Currently, 21 analysts follow KHC: one strong buy rating, one buy, and 17 holds. There is also one underperform and one sell recommendation.
Higher commodity and packaging materials prices could be a concern going forward, but KHC could consider raising prices to offset the increased cost. While this isn’t the best news for consumers, products that use wheat, sugar, and other ingredients have already become more expensive due to elevated demand.
In fact, the company’s CEO, Miguel Patricio, said they are monitoring inflation in any products related to grains, and whether they could raise prices in certain categories. KHC should face little resistance; given the brand’s recognition and pricing power, the company should be able to maintain sales momentum in an ongoing inflationary environment.

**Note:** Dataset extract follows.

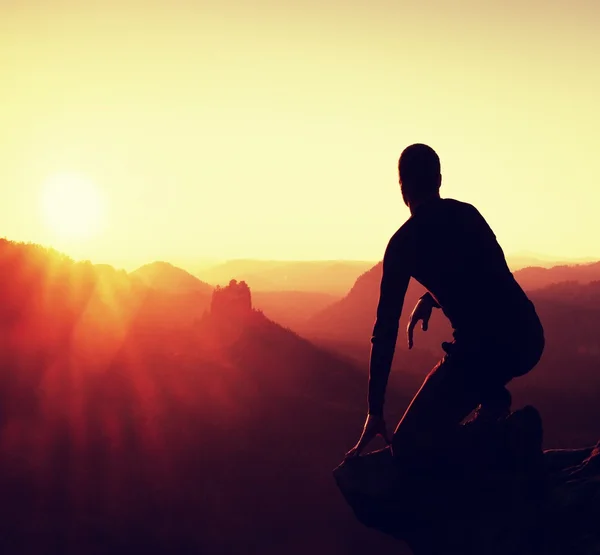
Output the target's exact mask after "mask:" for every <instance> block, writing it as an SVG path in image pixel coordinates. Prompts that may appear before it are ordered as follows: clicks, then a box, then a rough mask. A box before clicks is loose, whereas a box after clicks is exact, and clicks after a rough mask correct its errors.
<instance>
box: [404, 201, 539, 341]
mask: <svg viewBox="0 0 600 555" xmlns="http://www.w3.org/2000/svg"><path fill="white" fill-rule="evenodd" d="M394 240H397V241H398V247H399V249H400V250H401V251H402V253H403V255H402V259H403V260H404V261H405V263H408V265H409V270H410V274H411V276H412V277H414V278H415V279H416V280H417V281H419V282H420V283H421V284H422V285H423V286H424V287H426V288H427V289H428V290H429V291H430V292H431V293H432V294H433V296H434V297H435V298H436V300H437V301H438V303H439V304H440V305H441V307H442V309H443V311H444V314H446V316H447V317H448V319H449V320H450V322H451V323H452V326H453V328H454V329H455V330H456V331H455V335H456V337H457V338H458V337H465V338H476V339H484V338H485V339H488V338H493V339H506V338H507V337H506V336H507V335H508V334H509V332H508V330H507V327H508V326H509V325H510V326H511V327H514V326H515V325H516V326H517V327H518V326H519V324H520V323H521V322H523V323H524V322H525V321H528V320H529V319H530V317H531V316H533V315H534V314H535V311H534V308H533V305H532V303H531V302H530V301H529V300H528V298H527V296H526V295H525V293H524V292H523V290H522V289H521V287H520V286H519V285H518V283H517V282H516V280H515V279H514V277H513V275H512V273H511V271H510V269H509V268H508V265H507V263H506V260H505V257H504V253H503V251H502V248H501V247H500V245H499V244H498V242H497V240H496V237H495V235H494V233H493V231H492V230H491V228H490V227H489V225H488V224H487V222H486V221H485V219H484V218H483V217H482V216H481V214H480V213H479V212H478V211H477V210H476V209H475V208H474V207H473V206H471V205H470V204H467V203H463V202H459V201H456V200H453V199H441V198H439V199H435V200H432V201H430V202H428V203H426V204H423V205H422V206H420V207H419V208H418V209H417V210H416V211H415V213H414V214H413V215H412V216H411V218H410V219H409V220H408V221H407V222H406V223H405V224H404V225H403V226H402V227H401V228H400V229H399V230H398V232H397V234H396V236H395V237H394ZM499 333H501V334H502V335H503V336H504V337H502V338H500V337H498V334H499ZM505 334H506V335H505ZM510 335H511V336H513V337H514V335H513V333H512V332H510Z"/></svg>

Investors who shy away from the stock’s one-year performance will be assured to know that it remains one of Warren Buffet’s Berkshire Hathaway’s (BRK.A, BRK.B) top holdings. Buffett disclosed this information in a SEC filing of its holdings as of March 31, 2021.
Looking at these in the longer term, the below three-year weekly chart shows shares recently cleared major resistance at the $42.50 level from January 2019. As long as this area holds going forward, shares could easily make a run towards the low-to-mid $50s at some point in 2021.
If the company continues to post solid earnings, analysts will have to come off the sidelines and reevaluate their hold ratings. The stock also yields a 3.67% dividend at current levels, with an annual payout of $1.60. Moreover, shares are still down roughly 50% from KHC’s all-time high of $96.65, which was reached in February 2017.
Conservative traders can feel confident in adding this stock to their portfolios with a stop at $40 if shares do fade from current levels. Aggressive traders could consider longer-term options as a cheaper way to play continued upside in the stock.
The Kraft Heinz January 50 calls are currently trading near the $1.30 level and do not expire until January 21, 2022. This gives the stock more than seven months to make its way into the low $50s. If shares are above $52.60, technically, by expiration, these options would be $2.60 in the money. This would represent a double, with a run past $54 giving the investment a 200% return from current levels.